If you are serious about your career aspirations, then you need to buckle down and learn the essential foundations of visual art. There are no shortcuts to this, and it will take at least a few years of discipline, perseverance, and inexhaustible passion in order to become competent in the foundations.
Fumbling around on your own without guidance doesn’t work for a lot of people, and even for those who are capable of figuring out stuff on their own, having guidance will speed up their progress/growth significantly. That is why you must read the sticky threads at the Art Techniques & Theories forum (linked below in my signature), and then start following the learning/growing strategies I have often laid out for those who are looking to learn/grow as artists.
This thread in particular (http://forums.cgsociety.org/showthread.php?f=166&t=84440), contains precious information that can change the lives of aspiring artists–IF read them carefully and take the advice to heart, and incorporate them into your daily life.

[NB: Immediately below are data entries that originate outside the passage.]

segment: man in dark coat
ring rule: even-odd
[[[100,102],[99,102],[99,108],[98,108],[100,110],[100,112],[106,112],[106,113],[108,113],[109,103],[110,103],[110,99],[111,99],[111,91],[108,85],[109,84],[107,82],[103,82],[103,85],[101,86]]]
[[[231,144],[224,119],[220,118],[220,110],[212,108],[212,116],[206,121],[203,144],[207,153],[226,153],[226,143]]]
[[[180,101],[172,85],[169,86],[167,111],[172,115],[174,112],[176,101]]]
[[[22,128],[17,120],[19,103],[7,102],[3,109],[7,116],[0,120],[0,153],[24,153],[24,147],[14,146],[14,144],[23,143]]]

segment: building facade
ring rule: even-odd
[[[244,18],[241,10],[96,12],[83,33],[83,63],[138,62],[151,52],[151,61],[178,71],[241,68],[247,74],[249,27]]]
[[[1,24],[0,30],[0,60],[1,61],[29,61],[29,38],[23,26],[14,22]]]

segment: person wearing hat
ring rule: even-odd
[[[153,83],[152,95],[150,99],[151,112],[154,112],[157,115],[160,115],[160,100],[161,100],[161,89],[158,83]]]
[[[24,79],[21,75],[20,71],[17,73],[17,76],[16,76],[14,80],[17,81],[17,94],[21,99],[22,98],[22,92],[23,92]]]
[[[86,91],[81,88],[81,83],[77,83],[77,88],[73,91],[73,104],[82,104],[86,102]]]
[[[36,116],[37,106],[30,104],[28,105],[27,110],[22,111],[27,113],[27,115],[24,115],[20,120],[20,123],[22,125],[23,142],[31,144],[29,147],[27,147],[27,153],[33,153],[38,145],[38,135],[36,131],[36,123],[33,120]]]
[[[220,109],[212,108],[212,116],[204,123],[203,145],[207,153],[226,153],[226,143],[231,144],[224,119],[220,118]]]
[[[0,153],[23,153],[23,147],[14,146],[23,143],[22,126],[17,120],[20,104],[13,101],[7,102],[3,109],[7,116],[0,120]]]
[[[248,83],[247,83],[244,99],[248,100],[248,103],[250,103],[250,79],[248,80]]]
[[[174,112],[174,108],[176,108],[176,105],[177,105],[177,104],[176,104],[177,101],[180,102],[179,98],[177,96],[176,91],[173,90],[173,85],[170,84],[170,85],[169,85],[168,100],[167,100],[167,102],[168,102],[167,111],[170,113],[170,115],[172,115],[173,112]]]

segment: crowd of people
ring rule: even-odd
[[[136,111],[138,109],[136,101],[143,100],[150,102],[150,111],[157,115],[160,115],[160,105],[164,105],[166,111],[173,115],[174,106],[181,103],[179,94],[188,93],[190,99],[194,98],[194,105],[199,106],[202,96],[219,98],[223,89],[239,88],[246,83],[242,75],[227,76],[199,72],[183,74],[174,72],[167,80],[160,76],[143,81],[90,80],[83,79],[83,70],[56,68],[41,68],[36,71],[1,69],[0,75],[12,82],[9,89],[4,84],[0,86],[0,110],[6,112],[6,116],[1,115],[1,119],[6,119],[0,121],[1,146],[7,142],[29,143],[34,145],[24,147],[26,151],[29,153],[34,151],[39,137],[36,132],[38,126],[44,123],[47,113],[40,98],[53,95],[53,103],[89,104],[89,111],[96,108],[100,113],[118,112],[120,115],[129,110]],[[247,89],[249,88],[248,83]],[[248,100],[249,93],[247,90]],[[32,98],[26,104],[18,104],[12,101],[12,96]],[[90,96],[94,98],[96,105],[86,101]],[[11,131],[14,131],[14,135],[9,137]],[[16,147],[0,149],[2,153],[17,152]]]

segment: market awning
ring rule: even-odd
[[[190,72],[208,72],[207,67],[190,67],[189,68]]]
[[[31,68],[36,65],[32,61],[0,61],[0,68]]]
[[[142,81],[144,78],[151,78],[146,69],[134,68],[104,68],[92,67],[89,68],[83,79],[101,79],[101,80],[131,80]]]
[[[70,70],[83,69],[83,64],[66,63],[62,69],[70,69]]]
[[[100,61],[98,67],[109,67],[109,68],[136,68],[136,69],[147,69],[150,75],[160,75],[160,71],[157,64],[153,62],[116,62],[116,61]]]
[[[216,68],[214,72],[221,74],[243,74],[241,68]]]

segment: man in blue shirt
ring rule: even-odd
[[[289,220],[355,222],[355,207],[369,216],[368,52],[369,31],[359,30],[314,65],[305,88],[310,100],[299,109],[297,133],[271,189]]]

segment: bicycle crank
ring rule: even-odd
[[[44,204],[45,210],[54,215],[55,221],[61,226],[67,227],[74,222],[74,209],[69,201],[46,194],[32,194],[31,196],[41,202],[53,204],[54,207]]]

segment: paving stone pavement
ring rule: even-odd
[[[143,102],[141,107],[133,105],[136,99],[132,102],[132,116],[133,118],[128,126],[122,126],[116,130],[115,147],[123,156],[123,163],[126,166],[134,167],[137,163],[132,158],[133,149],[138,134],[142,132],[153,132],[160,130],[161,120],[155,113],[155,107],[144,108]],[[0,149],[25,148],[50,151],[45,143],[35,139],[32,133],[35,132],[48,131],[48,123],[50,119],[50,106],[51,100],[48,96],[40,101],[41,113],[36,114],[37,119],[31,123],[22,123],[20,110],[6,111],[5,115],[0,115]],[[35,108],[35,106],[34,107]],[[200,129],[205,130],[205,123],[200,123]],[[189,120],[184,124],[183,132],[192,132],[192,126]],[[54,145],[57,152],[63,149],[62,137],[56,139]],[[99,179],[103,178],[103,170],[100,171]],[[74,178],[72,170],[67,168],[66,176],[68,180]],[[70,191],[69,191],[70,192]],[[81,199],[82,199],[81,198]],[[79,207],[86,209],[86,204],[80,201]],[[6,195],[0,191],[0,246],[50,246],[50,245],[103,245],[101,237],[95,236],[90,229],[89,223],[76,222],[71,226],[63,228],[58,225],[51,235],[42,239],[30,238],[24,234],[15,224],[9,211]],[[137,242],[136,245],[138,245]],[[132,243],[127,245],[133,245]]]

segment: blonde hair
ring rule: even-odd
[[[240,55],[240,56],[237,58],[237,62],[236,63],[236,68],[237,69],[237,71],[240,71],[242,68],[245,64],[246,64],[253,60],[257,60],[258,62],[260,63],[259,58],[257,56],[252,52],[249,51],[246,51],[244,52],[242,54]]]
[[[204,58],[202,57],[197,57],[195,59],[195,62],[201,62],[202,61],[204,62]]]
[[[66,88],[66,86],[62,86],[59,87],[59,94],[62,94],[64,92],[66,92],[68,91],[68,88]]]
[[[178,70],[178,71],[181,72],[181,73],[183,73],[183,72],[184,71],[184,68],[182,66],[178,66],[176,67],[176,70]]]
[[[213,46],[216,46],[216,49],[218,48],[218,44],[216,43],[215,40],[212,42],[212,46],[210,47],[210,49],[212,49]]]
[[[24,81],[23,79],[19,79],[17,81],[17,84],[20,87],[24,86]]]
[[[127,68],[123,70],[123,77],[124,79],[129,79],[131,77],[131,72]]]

Put together a learning/growing strategy based on the advice I gave in those threads, and start training. However passionate you are about your dreams and goals, should be reflected in how hard you train, and if your training does not match the intensity of your desire to become the artist you aspire to be, then you’re in danger of becoming someone who is all talk and has nothing to show for his aspirations. So start learning, absorbing knowledge like a sponge, and train hard. Draw and paint as much as you can, and don’t do it aimlessly. Target your weaknesses whenever you work on an image–don’t just doodle aimlessly of the stuff you already know, and stop doing photo collages.
Learn to draw and paint, and then the whole world of visual art will be yours, because everything you learn in drawing and painting will carry over to other visual art disciplines, but the reverse is not true. If you can achieve competency as a 2D artist who can draw and paint, then you can pickup any other visual discipline much faster and easier–be it photography, graphic design, 3D, etc. Nothing else teaches and trains the essential foundations of visual art like drawing and painting does (although photography is incredibly useful for learning composition).